ALGÉRIE
05/01/2016 08h:19 CET | Actualisé 05/01/2016 15h:33 CET

Révision de la Constitution: Officialisation de tamazight et retour à la limitation des Mandats

APS

L'avant projet de la révision de la constitution a été dévoilé mardi 5 janvier 2016 par le directeur de cabinet de la présidence de la République M Ahmed Ouyahia lors d'une conférence de presse à la résidence Al Mithaq d'Alger.

Le projet esquisse un petit pas vers la constitution de 1996 avec le rétablissement de la limitation des mandats et fait une avancée avec la proposition de faire de tamazight une langue officielle aux côtés de la langue arabe.

Outre l’officialisation de la langue, amazighe, le nouveau texte de loi revient à la limitation des mandats dans son article 74 instauré dans la constitution de 1996 et amendé en 2008 pour permettre au chef de l'Etat de briguer un troisième mandat.

Cet article sera conforté dans le nouveau texte par une disposition de l'article 178 qui exclue toute révision constitutionnelle de l'article 74.

Le projet affirme que la liberté de manifestation pacifique et la liberté de la presse sont garanties, ainsi que le droit d'accès aux informations et données et la garantie de leur circulation. Dans ce cadre, le nouveau texte constitutionnel supprime définitivement le délit de presse introduit par Ahmed Ouyahia en 2002 dans le code de procédure pénale. Ainsi aucun délit de presse ne sera passible de peine d'emprisonnement.

Selon le nouveau texte de loi, la majorité parlementaire sera consultée par le président de la République pour la nomination du Premier ministre (article 77) et le recours aux ordonnances présidentielles sera limité aux seuls cas d'urgence durant les vacances parlementaires (article 124). Ceci, a expliqué Ouyahia, ne signifie nullement que le premier ministre sera de la majorité parlementaire. Pour Ouyahia, le Président est libre de nommer son premier ministre.

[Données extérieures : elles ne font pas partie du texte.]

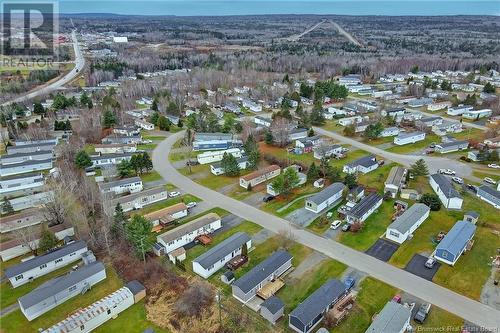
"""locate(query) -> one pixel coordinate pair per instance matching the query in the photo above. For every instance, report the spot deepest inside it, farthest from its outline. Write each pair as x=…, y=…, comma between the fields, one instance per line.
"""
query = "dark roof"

Le Premier ministre sera tenu de présenter annuellement au Parlement la Déclaration de politique générale, selon l'article 84 du même texte. Le Premier Ministre peut demander à l’Assemblée Populaire Nationale un vote de confiance. Si la motion de confiance n’est pas votée, le Premier Ministre présente la démission du Gouvernement.

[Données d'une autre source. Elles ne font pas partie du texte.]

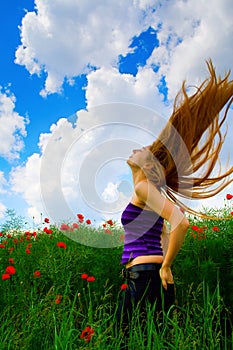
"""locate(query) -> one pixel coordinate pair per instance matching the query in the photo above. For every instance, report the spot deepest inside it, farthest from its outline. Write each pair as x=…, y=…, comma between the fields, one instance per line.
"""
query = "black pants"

La déclaration de politique générale donne lieu à débat sur l’action du Gouvernement. Ce débat peut s’achever par une résolution. Il peut également donner lieu au dépôt d’une motion de censure.

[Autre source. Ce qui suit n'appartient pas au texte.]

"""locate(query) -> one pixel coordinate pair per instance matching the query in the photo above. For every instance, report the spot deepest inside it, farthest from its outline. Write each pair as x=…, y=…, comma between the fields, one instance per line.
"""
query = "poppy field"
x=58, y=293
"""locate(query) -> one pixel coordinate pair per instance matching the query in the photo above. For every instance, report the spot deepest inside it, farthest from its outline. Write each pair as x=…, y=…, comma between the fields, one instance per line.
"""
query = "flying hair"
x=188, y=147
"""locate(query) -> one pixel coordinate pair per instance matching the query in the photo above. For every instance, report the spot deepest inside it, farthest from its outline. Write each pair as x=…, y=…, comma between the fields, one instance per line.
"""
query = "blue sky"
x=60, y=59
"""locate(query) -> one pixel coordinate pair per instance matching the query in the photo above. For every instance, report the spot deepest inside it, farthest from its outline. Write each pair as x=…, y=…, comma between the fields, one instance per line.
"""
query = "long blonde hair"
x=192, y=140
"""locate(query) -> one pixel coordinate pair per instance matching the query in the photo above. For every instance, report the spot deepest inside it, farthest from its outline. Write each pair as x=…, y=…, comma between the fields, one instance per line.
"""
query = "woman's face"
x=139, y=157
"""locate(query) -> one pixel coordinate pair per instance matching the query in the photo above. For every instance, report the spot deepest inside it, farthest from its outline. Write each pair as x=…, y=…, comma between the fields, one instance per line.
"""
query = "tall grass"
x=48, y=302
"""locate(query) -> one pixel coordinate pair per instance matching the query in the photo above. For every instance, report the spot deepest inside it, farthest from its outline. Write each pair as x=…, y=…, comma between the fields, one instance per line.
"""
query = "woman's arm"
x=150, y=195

Le texte rendu public aujourd'hui, souligne dans son article 170 bis, l'obligation de mettre le fichier électoral à la disposition des candidats.

Le document annonce également la mise en place d'une Haute instance indépendante de surveillance des élections, précisant que cette instance permanente sera présidée par une personnalité indépendante et composée de magistrats et de compétences indépendantes choisies par la société civile.

Pour les membres du Parlement, le document institue la sanction du "nomadisme politique" par la perte du mandat parlementaire (article 100 ter) et l'instauration d'une session annuelle unique de dix mois.Il instaure aussi la primauté du Conseil de la nation dans l'examen des projets de lois relatifs à l'organisation territoriale, à l'aménagement du territoire et au découpage territorial.

Concernant l'enrichissement des droits et libertés individuels et collectifs, le document explique que cela se traduira à travers notamment la criminalisation des traitements cruels, inhumains et dégradants contre les personnes, la garantie de la liberté de culte dans le cadre de la loi (article 36) et la constitutionnalisation du Conseil national des Droits de l'Homme.

Pour les dispositions prises au profit des justiciables, la révision constitutionnelle proclame notamment le caractère exceptionnel de la détention provisoire.